With an unflinching skepticism and a powerful cast, "Doubt" tackles still-relevant topics in a nostalgic era.

Sister Aloysius Beauvier (Meryl Streep) is the principal of a Bronx Catholic school in 1964. Steadfast and steeped in the tradition of the church, she is particularly displeased by the informal demeanor of the church's popular priest (Philip Seymour Hoffman), Father Flynn, who continually flouts his superiority in the church over her.

Her distrust of him only becomes greater when fellow nun Sister James (Amy Adams) divulges an unspeakable suspicion involving Flynn and the school's first African-American student (Joseph Foster II).

Although the priest denies any such incident, Sister Aloysius is determined to find out the truth.

Streep never disappoints, especially when playing tough, determined women. She approaches the role with simultaneous temerity and quiet reserve - fittingly so for a character that wholeheartedly believes in the fire and brimstone answers of Catholicism.

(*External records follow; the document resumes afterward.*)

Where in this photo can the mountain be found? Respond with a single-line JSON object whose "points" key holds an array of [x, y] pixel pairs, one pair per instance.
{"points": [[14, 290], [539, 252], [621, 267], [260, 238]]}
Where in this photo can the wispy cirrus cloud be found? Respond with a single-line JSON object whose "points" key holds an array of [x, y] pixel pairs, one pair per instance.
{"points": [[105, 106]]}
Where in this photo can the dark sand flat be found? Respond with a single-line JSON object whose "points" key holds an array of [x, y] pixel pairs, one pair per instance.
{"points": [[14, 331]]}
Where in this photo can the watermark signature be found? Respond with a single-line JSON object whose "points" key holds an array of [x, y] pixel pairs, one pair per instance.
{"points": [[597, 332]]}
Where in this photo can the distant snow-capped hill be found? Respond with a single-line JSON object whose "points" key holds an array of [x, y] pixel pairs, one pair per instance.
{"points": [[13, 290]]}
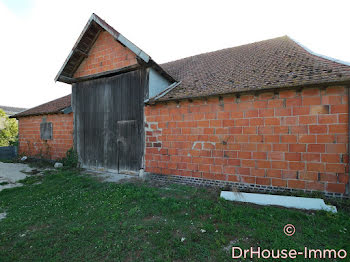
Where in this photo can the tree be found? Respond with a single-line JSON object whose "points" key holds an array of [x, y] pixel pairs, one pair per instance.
{"points": [[8, 130]]}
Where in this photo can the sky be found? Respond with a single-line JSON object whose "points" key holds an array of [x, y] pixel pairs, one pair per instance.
{"points": [[37, 35]]}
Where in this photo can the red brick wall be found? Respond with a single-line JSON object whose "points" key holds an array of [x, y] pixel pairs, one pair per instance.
{"points": [[30, 143], [106, 54], [295, 139]]}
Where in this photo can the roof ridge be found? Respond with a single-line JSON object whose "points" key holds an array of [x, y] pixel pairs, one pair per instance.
{"points": [[210, 52], [309, 51]]}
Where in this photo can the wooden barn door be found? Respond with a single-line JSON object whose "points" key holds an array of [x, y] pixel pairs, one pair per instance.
{"points": [[108, 117]]}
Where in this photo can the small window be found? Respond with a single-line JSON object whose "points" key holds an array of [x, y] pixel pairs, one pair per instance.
{"points": [[46, 130]]}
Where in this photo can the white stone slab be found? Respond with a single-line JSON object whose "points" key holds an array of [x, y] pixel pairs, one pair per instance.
{"points": [[276, 200]]}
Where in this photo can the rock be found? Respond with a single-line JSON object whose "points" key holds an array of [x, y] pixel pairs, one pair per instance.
{"points": [[58, 165]]}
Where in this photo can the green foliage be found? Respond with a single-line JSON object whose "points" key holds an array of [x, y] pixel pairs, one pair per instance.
{"points": [[9, 132], [73, 217], [71, 159]]}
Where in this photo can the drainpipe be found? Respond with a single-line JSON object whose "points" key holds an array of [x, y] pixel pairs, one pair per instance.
{"points": [[347, 188]]}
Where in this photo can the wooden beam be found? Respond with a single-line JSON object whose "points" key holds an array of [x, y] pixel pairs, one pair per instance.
{"points": [[85, 55], [104, 74]]}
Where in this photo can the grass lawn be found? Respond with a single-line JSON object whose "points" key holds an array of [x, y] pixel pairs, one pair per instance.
{"points": [[72, 217]]}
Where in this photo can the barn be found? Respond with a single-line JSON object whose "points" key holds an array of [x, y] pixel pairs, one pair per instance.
{"points": [[267, 116]]}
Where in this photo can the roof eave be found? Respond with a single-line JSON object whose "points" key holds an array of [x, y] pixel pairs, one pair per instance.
{"points": [[345, 82]]}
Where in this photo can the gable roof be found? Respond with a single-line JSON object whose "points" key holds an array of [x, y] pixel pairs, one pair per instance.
{"points": [[52, 107], [9, 110], [86, 40], [275, 63]]}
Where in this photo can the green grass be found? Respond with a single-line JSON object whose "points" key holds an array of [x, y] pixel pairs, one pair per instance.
{"points": [[72, 217]]}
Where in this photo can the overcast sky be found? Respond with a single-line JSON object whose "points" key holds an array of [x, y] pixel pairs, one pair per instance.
{"points": [[37, 35]]}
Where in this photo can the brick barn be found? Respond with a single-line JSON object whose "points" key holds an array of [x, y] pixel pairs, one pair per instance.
{"points": [[46, 131], [266, 116]]}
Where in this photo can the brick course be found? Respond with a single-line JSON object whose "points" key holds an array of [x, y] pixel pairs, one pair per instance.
{"points": [[291, 138], [30, 143], [106, 54]]}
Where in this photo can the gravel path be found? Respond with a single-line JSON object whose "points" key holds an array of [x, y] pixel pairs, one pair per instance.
{"points": [[10, 173]]}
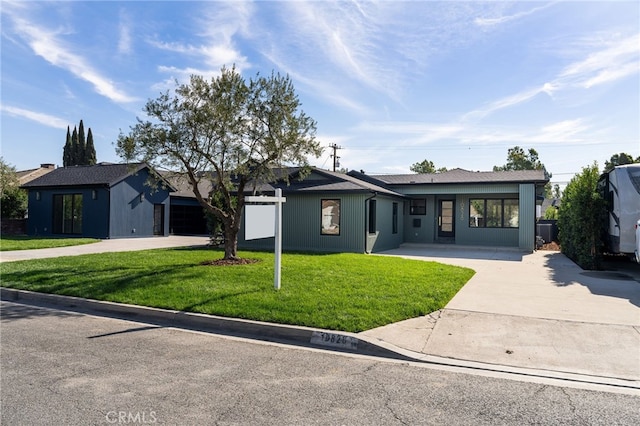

Likewise, Hoffman's performance as the questionable man of the cloth is so convincing in its ambiguity, it is downright unsettling. Adams is more candid but no less engrossing in her showing as the wide-eyed, rather simplistic young nun who finds herself in a crisis of faith due to the complicated, unpleasant scenario that soon unfolds around her.

In adapting his own play for the screen, writer/director John Patrick Shanley evokes a feeling of religion at its crossroads. The politics within the Catholic Church are examined as if through a magnifying glass, turning up more than the casual observer would like to see.

It's no coincidence that the story is set in post-JFK America, with an almost overwhelming mood of cynicism based on the uncertainty of the future, all neatly tied up within the conflict between Flynn and his female colleagues. What ultimately sets the tone, however, are the constant bird's-eye camera angles, leaving the audience with the unquestionable impression that God Himself is watching the action onscreen.

Although not as cathartic as its buildup may seem, there is no doubt that "Doubt" will keep viewers thinking theological thoughts for a long while.